Whenever you use TOP you should always specify an ORDER BY at the same scope to produce deterministic behaviour - unless you really do not care which row(s) come back.

Given the table size SELECT MAX(id) FROM tableA will not perform well enough

The optimizer is lacking some logic to transform a scalar MAX or MIN aggregate over a partitioned index to a global aggregate over per-partition aggregates. Itzik Ben-Gan explains the limitation and provides a general workaround in this article.

If the highest partition number is known and guaranteed not to change, the workaround to specify a literal partition using the $partition function will work, though it may fail in a non-obvious way if the partitioning strategy changes in future.

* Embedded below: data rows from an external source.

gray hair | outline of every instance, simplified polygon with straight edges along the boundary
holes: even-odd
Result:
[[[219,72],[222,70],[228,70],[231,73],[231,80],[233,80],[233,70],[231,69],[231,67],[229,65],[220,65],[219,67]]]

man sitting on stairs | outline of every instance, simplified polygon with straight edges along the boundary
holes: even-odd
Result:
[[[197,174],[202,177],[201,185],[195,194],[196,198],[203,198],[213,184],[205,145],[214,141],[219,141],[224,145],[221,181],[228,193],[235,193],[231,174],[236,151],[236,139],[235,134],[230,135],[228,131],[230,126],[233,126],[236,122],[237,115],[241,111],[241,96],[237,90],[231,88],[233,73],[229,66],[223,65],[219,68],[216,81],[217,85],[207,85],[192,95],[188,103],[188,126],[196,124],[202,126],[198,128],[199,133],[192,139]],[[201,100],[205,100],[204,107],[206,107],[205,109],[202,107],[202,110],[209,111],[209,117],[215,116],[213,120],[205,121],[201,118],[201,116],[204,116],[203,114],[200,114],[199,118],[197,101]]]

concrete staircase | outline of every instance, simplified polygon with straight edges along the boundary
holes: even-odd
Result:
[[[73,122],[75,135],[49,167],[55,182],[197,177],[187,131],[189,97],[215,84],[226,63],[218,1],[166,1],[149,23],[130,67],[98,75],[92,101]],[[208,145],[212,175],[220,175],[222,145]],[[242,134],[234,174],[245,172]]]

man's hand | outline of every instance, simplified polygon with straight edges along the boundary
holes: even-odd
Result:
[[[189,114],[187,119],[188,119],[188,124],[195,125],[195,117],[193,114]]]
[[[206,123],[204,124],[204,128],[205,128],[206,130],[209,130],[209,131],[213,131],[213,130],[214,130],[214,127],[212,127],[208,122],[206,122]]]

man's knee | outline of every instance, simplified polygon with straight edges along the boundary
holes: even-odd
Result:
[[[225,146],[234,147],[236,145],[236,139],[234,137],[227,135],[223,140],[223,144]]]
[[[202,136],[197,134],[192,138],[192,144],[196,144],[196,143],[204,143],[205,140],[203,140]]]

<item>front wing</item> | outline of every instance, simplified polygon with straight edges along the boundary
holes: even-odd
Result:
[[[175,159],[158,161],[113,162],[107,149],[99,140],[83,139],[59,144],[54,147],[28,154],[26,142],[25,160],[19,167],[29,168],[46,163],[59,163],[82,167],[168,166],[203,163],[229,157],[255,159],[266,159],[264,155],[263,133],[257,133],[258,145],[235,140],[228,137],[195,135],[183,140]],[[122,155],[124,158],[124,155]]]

This 'solution' works by eliminating all but one partition, resulting in a simple seek on one partition of the index.

Adding an order by id does not improve performance for some reason

The same optimizer limitation broadly applies to TOP (1) ... ORDER BY. The ORDER BY makes the result deterministic, but does not help produce a more efficient plan in this particular case (but see below).

Implied Index Keys

Your index is on id DESC, timeSampled DESC. In SQL Server 2008 and later, partitioning introduces an extra implied leading key on $partition ASC (it is always ascending, it is not configurable) making the full index key $partition ASC, id DESC, timeSampled DESC.

Since id and timeSampled increase together (though there is nothing in the schema to guarantee this) you could rewrite the query as TOP (1) ... ORDER BY $partition DESC, id DESC. Unfortunately, the DESC keys on your index and ASC implied leading key $partition means the index could not be used to scan just one row from the index in order.

If your index keys were instead id ASC, timeSampled ASC the whole index key would be $partition ASC, id ASC, timeSampled ASC. This all-ASC index could be scanned backward, returning just the first row in key order. This row would be guaranteed to have the highest id value in the highest-numbered partition. Given the (unenforced) relationship between id and partition id, this would produce the correct result with an optimal execution plan that reads just a single row.

This 'solution' lacks integrity because the id-timeSampled relationship is not enforced, and you probably do not want to rebuild the nonclustered primary key anyway. Nevertheless, I mention it because it may enhance your understanding of how partitioning interacts with indexes.